Le Brooke Bond Red Label 6 Pack Band, ou plus simplement le 6-Pack, réunit ainsi six musiciennes transsexuelles qui n’hésitent pas à chanter en “hinglish” qu’elles sont heureuses, tout en rappelant qu’en Inde, cette minorité est encore l’objet d’énormément de discriminations.
Dans ce clip produit par Y-Films, branche de Yash Raj Films tournée vers la “culture jeune”, apparaissent également Sonu Nigam, véritable star de la chanson indienne, ainsi que Anushka Sharma, mannequin et actrice populaire qui, en voix off, résume le quotidien de cette communauté appelée hijras :
“Le troisième genre. Ignoré par la plupart des gens, tolérés par certains, incompris par tous. En Inde, les hijras forment une communauté pratiquement en exil. Elles se tiennent debout à côté des feux de circulation, après avoir échoué à se fondre dans la masse, cognant à nos vitres, dans l’espoir d’un peu de gentillesse et, peut être, d’un sourire. Mais quand elles n’obtiennent ni l’un ni l’autre, elles gardent la tête haute, et trouvent toujours le moyen d’être simplement… heureuses.”
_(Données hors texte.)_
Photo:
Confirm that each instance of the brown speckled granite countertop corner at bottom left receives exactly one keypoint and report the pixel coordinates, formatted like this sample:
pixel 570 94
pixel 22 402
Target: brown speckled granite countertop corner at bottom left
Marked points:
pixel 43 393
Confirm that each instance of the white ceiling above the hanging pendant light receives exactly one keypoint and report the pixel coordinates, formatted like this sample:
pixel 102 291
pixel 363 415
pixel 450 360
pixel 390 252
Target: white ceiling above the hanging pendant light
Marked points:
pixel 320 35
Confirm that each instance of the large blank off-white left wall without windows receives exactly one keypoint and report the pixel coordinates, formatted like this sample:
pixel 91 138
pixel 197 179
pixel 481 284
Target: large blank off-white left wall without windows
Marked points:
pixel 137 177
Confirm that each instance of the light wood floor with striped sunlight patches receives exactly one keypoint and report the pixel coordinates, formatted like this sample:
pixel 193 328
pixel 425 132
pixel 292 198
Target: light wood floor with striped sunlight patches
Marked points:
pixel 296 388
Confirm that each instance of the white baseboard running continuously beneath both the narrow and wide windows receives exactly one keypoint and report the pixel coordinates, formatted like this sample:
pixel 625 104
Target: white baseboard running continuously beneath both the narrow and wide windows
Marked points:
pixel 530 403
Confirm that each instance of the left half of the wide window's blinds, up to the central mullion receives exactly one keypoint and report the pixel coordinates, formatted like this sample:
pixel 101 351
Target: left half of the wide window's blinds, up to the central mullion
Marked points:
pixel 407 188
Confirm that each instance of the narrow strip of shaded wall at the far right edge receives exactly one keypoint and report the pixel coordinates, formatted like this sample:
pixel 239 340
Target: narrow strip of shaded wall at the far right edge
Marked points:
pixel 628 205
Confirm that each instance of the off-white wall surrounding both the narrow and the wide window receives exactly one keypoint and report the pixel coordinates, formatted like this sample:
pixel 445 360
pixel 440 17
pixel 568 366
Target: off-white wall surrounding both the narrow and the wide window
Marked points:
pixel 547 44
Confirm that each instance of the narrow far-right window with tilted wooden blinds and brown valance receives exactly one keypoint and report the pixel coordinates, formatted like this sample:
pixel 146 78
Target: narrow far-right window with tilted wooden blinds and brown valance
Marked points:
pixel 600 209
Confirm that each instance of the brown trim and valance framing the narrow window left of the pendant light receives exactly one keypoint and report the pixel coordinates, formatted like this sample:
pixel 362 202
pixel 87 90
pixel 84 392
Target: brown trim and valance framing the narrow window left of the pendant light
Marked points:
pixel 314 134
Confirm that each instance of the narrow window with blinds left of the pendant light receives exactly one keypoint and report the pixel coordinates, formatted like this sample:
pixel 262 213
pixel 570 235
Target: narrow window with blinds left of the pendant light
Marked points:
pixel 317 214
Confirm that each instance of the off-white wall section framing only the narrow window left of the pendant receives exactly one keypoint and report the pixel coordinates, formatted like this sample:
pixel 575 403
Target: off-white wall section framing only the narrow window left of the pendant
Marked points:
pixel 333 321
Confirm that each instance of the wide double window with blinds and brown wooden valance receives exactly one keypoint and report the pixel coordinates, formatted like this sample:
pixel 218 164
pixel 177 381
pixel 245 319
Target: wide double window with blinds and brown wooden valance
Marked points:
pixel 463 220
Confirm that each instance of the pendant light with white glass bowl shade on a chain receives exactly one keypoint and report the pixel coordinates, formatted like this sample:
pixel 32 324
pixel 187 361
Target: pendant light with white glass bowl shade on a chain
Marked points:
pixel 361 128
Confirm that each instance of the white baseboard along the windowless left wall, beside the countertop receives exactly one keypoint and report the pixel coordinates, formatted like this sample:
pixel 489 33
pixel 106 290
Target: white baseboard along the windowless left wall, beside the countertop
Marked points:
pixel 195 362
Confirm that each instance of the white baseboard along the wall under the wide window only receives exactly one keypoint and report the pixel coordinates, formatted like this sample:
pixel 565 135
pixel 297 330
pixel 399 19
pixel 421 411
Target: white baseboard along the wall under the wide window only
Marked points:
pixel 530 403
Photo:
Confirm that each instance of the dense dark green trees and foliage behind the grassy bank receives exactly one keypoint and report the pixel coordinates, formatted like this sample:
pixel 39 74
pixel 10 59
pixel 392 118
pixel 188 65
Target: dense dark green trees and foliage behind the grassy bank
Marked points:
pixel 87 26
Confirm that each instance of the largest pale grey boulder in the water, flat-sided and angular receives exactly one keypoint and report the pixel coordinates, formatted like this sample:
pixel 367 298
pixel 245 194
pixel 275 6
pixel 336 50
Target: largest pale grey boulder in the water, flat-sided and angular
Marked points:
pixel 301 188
La communauté hijra en Inde
Depuis quelque temps, les droits LBGT se sont considérablement améliorés en Inde. En 2009, la Haute Cour de Delhi décriminalisait l’homosexualité. En 2014, la communauté transsexuelle gagnait une reconnaissance officielle en Inde avec la mise en place d’un troisième genre et la possibilité de cocher la case “T” et non plus seulement “F” ou “M” sur les documents officiels. Une distinction très peu répandue à travers le monde.
La même année, Padmini Prakash devenait la première présentatrice trans en Inde. Et, pas plus tard que la semaine dernière, Madhu Kinnar est devenue, à 35 ans, la première maire transsexuelle en étant élue à la tête de Raigarh, une ville de plus de 150 000 habitants.
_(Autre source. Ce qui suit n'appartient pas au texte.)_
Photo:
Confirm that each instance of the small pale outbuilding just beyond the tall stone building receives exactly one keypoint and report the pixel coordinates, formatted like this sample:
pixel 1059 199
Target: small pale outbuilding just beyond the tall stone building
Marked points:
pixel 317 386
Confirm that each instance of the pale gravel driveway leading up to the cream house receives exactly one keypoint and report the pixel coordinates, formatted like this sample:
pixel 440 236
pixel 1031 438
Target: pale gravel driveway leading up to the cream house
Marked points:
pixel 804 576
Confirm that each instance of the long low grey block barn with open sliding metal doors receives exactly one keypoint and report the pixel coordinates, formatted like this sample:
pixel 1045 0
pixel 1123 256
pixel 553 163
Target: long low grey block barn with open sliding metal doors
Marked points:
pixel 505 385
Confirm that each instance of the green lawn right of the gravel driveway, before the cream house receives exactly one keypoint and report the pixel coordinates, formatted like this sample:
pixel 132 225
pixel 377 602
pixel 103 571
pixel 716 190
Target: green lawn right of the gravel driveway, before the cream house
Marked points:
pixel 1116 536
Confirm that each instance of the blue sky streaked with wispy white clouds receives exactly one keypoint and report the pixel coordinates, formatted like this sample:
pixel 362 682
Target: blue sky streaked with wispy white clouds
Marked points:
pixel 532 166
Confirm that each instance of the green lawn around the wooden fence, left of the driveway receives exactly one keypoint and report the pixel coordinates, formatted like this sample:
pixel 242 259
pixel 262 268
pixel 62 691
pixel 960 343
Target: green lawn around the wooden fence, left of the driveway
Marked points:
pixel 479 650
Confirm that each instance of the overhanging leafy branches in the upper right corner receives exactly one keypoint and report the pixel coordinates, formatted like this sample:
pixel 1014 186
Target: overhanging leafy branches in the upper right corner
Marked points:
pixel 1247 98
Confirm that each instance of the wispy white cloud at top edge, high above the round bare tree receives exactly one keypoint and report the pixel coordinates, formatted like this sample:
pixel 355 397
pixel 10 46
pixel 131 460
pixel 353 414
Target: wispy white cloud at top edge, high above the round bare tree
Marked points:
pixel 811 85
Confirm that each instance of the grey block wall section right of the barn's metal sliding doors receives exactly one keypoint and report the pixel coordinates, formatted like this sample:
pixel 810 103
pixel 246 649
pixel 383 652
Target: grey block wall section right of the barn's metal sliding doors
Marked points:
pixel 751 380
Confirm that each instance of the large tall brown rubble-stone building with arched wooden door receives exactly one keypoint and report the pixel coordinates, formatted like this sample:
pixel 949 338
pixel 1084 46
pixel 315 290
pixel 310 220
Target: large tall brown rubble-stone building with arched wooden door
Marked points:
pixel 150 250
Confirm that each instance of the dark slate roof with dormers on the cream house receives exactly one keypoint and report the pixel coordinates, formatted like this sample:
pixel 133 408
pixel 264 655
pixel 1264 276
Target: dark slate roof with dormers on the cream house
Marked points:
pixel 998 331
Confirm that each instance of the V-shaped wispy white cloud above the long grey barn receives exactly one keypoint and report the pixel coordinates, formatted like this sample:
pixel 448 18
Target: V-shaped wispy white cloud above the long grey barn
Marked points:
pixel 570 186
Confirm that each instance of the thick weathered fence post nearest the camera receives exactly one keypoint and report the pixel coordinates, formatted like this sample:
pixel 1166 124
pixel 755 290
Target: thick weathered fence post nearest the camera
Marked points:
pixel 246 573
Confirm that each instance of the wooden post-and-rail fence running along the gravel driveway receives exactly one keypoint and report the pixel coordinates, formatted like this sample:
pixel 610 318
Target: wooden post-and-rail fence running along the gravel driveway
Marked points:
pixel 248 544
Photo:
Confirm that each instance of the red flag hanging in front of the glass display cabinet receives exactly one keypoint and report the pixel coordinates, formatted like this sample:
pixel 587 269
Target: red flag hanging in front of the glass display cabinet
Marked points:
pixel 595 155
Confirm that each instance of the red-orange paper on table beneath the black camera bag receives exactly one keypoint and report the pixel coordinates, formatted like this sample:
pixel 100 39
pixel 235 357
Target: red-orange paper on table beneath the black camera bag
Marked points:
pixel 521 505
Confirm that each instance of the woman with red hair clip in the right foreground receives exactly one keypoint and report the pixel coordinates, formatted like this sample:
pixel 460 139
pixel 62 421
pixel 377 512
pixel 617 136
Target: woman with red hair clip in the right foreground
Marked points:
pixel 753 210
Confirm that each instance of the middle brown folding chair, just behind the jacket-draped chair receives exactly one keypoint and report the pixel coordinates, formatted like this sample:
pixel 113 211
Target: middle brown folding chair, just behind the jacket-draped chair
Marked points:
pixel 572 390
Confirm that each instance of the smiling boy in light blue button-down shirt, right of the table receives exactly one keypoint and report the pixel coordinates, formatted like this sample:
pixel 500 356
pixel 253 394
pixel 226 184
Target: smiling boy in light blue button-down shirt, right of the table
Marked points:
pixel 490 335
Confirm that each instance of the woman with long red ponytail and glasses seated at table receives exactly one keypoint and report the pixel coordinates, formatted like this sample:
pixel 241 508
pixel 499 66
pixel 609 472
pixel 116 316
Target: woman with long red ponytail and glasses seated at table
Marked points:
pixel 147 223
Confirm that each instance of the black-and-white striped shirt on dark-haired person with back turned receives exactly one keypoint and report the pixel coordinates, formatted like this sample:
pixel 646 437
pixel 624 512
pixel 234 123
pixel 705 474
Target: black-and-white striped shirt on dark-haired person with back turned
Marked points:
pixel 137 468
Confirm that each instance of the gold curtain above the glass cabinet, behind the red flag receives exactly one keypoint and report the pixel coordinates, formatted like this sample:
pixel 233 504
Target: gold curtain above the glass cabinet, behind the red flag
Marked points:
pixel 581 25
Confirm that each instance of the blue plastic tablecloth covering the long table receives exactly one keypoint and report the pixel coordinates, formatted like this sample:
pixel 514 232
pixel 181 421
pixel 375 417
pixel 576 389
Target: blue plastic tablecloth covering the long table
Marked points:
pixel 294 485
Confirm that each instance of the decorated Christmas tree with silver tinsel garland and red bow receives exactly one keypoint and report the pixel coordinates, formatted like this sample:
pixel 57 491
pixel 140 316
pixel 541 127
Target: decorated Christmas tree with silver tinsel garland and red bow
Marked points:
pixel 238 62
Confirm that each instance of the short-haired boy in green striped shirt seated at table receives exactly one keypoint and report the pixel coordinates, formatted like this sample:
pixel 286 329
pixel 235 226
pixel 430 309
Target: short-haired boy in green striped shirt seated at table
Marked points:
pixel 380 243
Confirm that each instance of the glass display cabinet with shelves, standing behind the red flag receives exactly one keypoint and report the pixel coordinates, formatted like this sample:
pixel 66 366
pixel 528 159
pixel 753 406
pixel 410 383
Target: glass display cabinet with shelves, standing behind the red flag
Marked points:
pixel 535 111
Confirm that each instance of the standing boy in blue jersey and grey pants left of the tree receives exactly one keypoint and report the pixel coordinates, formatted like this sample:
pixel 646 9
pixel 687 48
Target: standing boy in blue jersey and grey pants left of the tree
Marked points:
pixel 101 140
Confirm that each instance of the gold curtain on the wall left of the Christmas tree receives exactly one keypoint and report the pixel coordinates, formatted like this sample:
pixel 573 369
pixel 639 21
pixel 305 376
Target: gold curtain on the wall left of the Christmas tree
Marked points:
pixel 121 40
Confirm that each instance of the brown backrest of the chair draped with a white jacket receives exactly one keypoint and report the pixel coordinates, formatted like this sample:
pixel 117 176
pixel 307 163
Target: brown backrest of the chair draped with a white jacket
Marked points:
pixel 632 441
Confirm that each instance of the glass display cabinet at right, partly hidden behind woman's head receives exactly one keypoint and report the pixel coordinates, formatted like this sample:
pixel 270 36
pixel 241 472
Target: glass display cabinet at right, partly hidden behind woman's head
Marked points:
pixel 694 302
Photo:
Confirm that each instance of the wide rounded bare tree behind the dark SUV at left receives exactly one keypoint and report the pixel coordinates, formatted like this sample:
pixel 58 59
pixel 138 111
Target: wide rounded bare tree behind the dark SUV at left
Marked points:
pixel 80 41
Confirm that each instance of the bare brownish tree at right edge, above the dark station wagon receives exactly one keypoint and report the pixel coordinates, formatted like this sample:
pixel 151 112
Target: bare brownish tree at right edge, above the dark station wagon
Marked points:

Autant dire que l’état des lieux est loin d’être catastrophique, par rapport à de nombreux pays. Il faut dire les hijras ont un statut bien particulier en Inde qui remonte à une ancienne tradition hindoue selon laquelle elles doivent sacrifier leur vie sexuelle afin de privilégier leur vie spirituelle. Elles sont ainsi à la fois une bénédiction car leur castration leur confère un pouvoir de fertilité, mais aussi une malédiction car elles seraient capables de jeter le “mauvais œil”.
Eunuques pour certains, travestis pour d’autres, ou encore trans ou hermaphrodites : le terme hijra est difficilement traduisible et témoigne de la diversité actuelle des membres de cette communauté. Shashi Bhushan, défenseur des droits LGBT en Inde résume pour Slate : “Elles ont un corps d’homme mais une âme féminine”.
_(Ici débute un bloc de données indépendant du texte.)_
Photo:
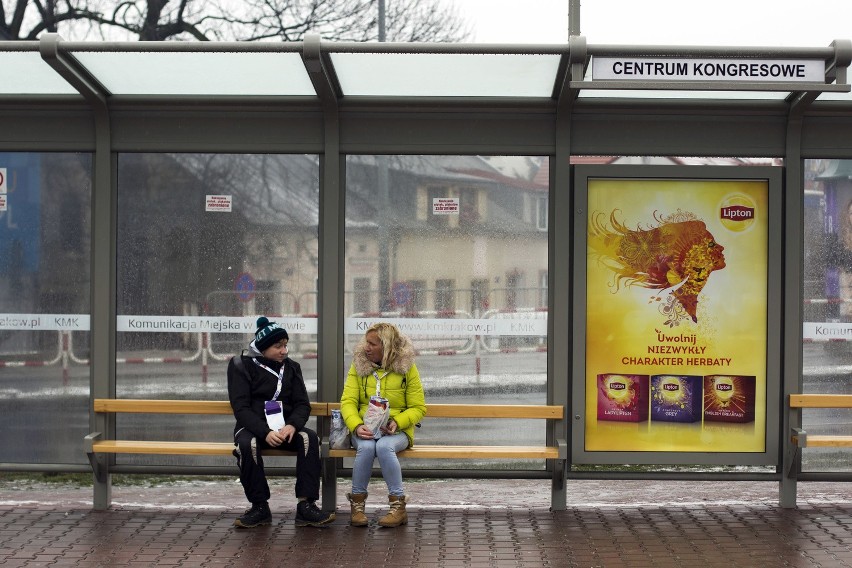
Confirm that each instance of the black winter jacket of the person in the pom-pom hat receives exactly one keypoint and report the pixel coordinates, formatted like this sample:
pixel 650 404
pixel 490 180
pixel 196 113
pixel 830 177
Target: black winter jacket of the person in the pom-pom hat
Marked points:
pixel 250 385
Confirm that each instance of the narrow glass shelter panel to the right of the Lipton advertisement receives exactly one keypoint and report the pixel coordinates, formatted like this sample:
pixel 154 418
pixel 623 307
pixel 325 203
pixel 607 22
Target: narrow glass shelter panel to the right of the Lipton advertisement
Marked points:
pixel 827 310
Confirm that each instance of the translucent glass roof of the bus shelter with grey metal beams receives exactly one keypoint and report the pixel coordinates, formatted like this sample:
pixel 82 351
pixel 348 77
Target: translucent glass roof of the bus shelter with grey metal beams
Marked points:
pixel 317 70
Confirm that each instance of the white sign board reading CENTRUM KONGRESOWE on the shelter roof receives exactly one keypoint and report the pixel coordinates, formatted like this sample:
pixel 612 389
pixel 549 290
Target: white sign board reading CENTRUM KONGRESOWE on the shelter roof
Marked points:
pixel 672 69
Malgré cette tradition qui se perpétue, les hijras sont nombreuses à vivre en marge de la société indienne, et sont souvent contraintes à la prostitution, la mendicité ou des emplois précaires pour survivre, explique le Monde. C’est pourquoi ce genre de vidéo va vous rendre “happy”, parce qu’il permet de dénoncer des injustices tout en partageant un message d’espoir véhiculé par la bonne humeur communicative des musiciennes.